Report: Building in security in government software
Fortify released a new report, “Building in Security in Government Software,” which describes the growing threat of application security attacks and key steps government agencies should take to implement a comprehensive Software Security Assurance (SSA) program. This report is intended to serve as a guide for all government entities to build security in and provides some best practices for addressing software security and implementing code reviews.
The report provides examples of how application security has been embraced within the private sector with mandates from the Federal Financial Institutions Examination Council (FFIEC) and the Payment Card Industry (PCI) Security Standard Council.
It also describes how the government has made some significant strides in implementing policies and processes to address application security with examples such as the Department of Homeland National Cyber Security Division’s Security Software Assurance Program and the National Institute of Standards and Technology (NIST) Software Assurance Metrics and Tools Evaluation (SAMATE) which has reviewed various application security technologies.

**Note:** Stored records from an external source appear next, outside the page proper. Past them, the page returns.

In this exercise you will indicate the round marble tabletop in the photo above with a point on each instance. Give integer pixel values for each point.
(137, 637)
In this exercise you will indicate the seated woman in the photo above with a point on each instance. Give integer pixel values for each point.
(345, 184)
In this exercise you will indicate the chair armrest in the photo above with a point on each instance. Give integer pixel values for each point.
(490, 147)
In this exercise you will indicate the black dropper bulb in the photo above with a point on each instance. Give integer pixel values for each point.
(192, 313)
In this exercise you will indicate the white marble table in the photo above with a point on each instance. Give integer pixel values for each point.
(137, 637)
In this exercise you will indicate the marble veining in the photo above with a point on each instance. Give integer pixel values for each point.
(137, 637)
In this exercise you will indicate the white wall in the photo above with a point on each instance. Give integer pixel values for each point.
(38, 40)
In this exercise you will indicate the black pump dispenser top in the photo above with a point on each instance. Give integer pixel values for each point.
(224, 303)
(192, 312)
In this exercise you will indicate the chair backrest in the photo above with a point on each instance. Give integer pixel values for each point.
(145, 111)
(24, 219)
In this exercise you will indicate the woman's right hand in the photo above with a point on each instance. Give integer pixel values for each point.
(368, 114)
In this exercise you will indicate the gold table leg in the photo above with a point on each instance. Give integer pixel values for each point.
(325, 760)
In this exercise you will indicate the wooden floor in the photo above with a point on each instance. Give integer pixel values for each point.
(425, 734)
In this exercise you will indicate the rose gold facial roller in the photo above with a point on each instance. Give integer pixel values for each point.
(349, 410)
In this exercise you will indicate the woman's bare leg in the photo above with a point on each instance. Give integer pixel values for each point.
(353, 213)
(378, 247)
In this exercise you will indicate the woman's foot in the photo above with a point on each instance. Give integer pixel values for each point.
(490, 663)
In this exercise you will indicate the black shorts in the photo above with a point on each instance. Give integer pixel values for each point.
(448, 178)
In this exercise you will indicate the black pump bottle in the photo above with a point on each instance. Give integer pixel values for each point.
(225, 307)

According to the report, to mitigate future software security threats, the federal government and individual agencies need to follow the example set by the Air Force and create an aggressive SSA initiative. The new CTO must require all government entities to build in security first, not layer it on later. This new “culture of security” should address software that is contracted, outsourced, Software-as-a-Service (SaaS), or open source as well as internally developed, and require a reallocation of resources and even a new way of thinking.
Some additional best practices outlined in the Fortify report include:
Organize effectively for security by appointing:
- A Leader: Someone must be accountable for the entirety of the security process, from the legal aspects of vendor contracts to education of staff, to vulnerability assessment of software.
- An Expert: Organizations should designate an application security expert who is directly accountable for security processes, technology, and staffing.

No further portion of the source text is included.